La technique de la phytorestauration ou phytorémediation recourt à des plantes aquatiques utilisées comme agent de dépollution.

Depuis les années 90, la « phyto-technologie » a bénéficié de plusieurs grands programmes de recherche à travers le monde. L’objectif est double : assainir sur une zone donnée l’eau, les sols et l’air et recréer un espace vert propice à la biodiversité, redevenu vivable et présentant divers avantages économiques.

 

Les combinaisons d’écosystèmes aquatiques et de différents substrats à base de pouzzolane ou de sable sont multiples et complexes. Elles remédient chacune à une pollution particulière. En forêt humide, bassins à macrophytes ou filtres plantés, sont cultivés divers micro-organismes, substrats et végétaux, reconnus pour leurs capacités épuratoires. A ce jour, des centaines de plantes utiles ont été cataloguées, au nombre desquelles on trouve le saule, les roseaux, le typha ou l’iris. Par leur croissance, ces végétaux rejettent de l’oxygène qui est l’un des premiers agents de dégradation des polluants organiques. Ces plantes se nourrissent de carbone, d’azote, de cuivre, de zinc et de phosphore, mais selon les espèces, elles peuvent aussi fixer certains polluants toxiques. C’est ainsi que l’on peut traiter les eaux usées des communes ou les rejets industriels qui traversent les plantations. Les applications sont multiples rendant possible la création de piscines naturelles ou le filtrage des eaux pluviales pour leur récupération…

 

Regardons de plus près les propriétés de quelques unes de ces plantes miraculeuses.

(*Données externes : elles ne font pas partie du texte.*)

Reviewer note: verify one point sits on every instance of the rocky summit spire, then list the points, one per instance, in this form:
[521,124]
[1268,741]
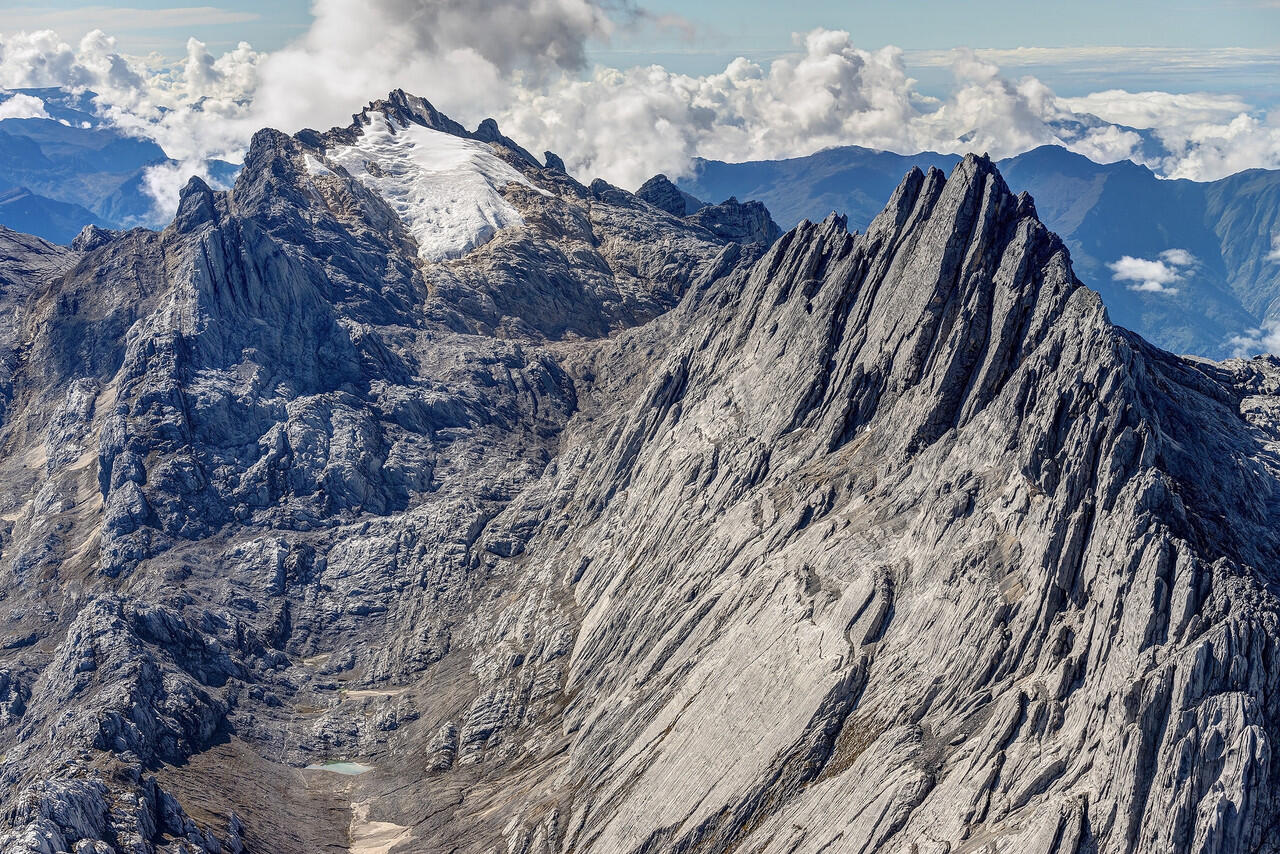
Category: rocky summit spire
[617,529]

Letypha est extrêmement résistant et réussit à se développer malgré la quasi absence d’oxygène. Lisiers et eaux de décharges seront dépollués par cette plante qui ne craint pas l’asphyxie et évolue même dans des milieux proches de l’anoxie. Elle absorbe également les composés chlorés, les produits pétroliers, les H.A.P, et supporte un sol pollué aux métaux lourds ou aux sels et par excès de DCO et DBO5. Elle assainit des environnements pollués à l’extrême.

Le carex est présent dans le monde entier et compte 2000 espèces. C’est l’une des plantes phare de la phytorestauration car elle est très performante dans un milieu où eaux, sols et air sont pollués et réussit à pousser dans un sol radioactif. Cette plante est dotée de racines acides qui agissent toute l’année comme un désinfectant. Germes et virus ne résistent pas et elles fixent la plupart des métaux lourds.

Le roseau est utilisé dans le monde entier pour dépolluer les eaux usées. C’est une plante filtrante qui sera employée en filtre alluvionnaire ou en bassins plantés. Ses rhizomes transportent de l’oxygène pur, ce qui la rend très efficace pour assainir les matières organiques (MES, DCO ou DBO5). Elle est également un agent de traitement des boues urbaines.

Le saule dispose de racines qui structurent le sol et contribuent à la dégradation des polluants. Il agit sur les sols, air, eaux usées, eaux pluviales et lixiviats de décharge. Il s’emploie en phytoextraction des métaux lourds et favorise l’évapotranspiration des effluents de façon à ne pas rejeter à l’extérieur les polluants d’un site traité.